The Castle Built of Sand

Since I started Wikraffiti with friends, I've had ample time to scour the edit histories of articles on Wikipedia. MY objective in these searches is, unsurprisingly, to find amusing vandalism (as opposed to wholely purile, offensive, or incoherent vandalism). Wikipedians have adopted an approach that makes finding vandalism really, really easy, actually: anything an article is reverted, a little "rv" or "Reverted to" comment is made. What this has let me do is get a sense of the global frequency of vandalism.

What I'm beginning to find is a little worrisome to me. The largest, most general articles (e.g. Abraham Lincoln) are vandalised a half-dozen times a day, with very, very few meaningful contributions. It's as though an article reaches a certain maturity (where nothing more can readily be added), and from that point on, it's a battle to keep the article intact as droves of dumbasses descend on it from on-high. It's like I built a castle out of sand, but as it becomes a popular attraction, all I do anymore is follow people around repairing the damage they do, rather than improving the place.

What this might be a sign of is the early stages of a more mature Wikipedia (or any wiki, for that matter), where many major topics are as good as they can reasonably be expected to be, but receive constant pageviews, guaranteeing that assholes will vandalize it. In a way, it's a nightmare scenario compared to the much more enjoyable process of building a major article from scratch. Wikipedia's major success has, in large part, relied on the overall pleasantness of the process, allowing people to actually share their knowledge with the world in a meaningful way. What happens, however, when the areas that require expansion increasingly tend to be new trends and products, celebrities, and opaque technical terminology? The day-in, day-out slog of constantly rebuilding the fort as people proceed to trample it can't be especially pleasant.
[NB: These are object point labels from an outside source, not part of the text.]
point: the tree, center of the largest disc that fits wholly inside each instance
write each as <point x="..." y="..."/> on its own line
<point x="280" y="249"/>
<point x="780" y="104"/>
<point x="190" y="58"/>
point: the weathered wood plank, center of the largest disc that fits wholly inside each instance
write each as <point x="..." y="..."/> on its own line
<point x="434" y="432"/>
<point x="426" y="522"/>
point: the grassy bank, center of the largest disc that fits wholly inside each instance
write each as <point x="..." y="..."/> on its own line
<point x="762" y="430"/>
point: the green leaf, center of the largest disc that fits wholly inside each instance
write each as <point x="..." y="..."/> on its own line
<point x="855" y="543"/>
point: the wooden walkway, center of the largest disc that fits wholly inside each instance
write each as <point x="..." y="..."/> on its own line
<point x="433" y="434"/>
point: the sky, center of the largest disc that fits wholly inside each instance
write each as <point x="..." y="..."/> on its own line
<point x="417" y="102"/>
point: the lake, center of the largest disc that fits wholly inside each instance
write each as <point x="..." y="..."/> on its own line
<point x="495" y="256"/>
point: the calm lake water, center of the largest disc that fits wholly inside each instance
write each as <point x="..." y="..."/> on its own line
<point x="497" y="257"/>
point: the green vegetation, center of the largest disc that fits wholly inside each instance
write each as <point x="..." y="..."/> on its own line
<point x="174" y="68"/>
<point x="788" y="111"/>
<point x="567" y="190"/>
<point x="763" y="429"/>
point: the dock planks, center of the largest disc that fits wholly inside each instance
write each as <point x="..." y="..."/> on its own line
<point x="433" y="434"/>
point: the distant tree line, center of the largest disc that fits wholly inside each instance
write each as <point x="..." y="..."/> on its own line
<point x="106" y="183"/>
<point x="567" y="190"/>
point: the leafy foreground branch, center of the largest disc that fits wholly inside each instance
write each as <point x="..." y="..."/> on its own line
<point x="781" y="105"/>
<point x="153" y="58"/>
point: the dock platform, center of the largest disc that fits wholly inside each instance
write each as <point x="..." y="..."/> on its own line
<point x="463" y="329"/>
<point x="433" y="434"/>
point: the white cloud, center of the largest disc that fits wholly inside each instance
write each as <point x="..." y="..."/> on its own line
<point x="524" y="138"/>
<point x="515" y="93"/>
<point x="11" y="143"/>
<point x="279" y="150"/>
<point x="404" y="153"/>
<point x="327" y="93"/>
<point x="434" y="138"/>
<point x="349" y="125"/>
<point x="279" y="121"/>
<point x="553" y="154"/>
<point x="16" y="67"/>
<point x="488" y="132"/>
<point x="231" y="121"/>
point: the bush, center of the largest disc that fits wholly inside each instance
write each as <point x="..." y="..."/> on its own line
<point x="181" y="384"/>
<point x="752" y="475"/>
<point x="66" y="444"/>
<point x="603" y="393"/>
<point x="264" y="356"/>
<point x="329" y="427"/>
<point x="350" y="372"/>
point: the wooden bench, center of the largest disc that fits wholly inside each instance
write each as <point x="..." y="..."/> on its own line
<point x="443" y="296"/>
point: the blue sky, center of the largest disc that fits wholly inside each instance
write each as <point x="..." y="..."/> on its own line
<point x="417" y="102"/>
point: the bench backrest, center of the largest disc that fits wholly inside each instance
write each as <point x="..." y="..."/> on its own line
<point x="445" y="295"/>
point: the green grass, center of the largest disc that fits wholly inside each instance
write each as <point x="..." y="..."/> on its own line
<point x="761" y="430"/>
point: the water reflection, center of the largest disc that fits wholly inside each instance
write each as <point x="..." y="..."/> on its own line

The question is: can Wikipedia reach a saturation point where it can no longer sustain growth in areas of general interest, which in turns weakens its currently iron-clad reliability thanks to the constant attention of a host of dedicated Wikipedians? If Wikipedia cannot continue to replace active Wikipedians at the rate it looses them, will the quality "peak" and suddenly become less reliable?

Phenomena like Wikipedia are so new that it's impossible to say precisely how it will play out. Already, the counterintuitive success of open-source and community projects has many scratching their heads, and where things go next is a big (and admittedly exciting) unknown. The prospect that these are the golden times for now-big projects like Wikipedia is worrisome, though, not only because Wikipedia might get less good, but because at a more general levels, projects such as these (i.e. those that work on a centralized core of information) may stagnate.

For my part, I certainly hope people will act more maturely than that, but that's never a proposition I'm willing to back up with cash. A sucker's bet, if you will.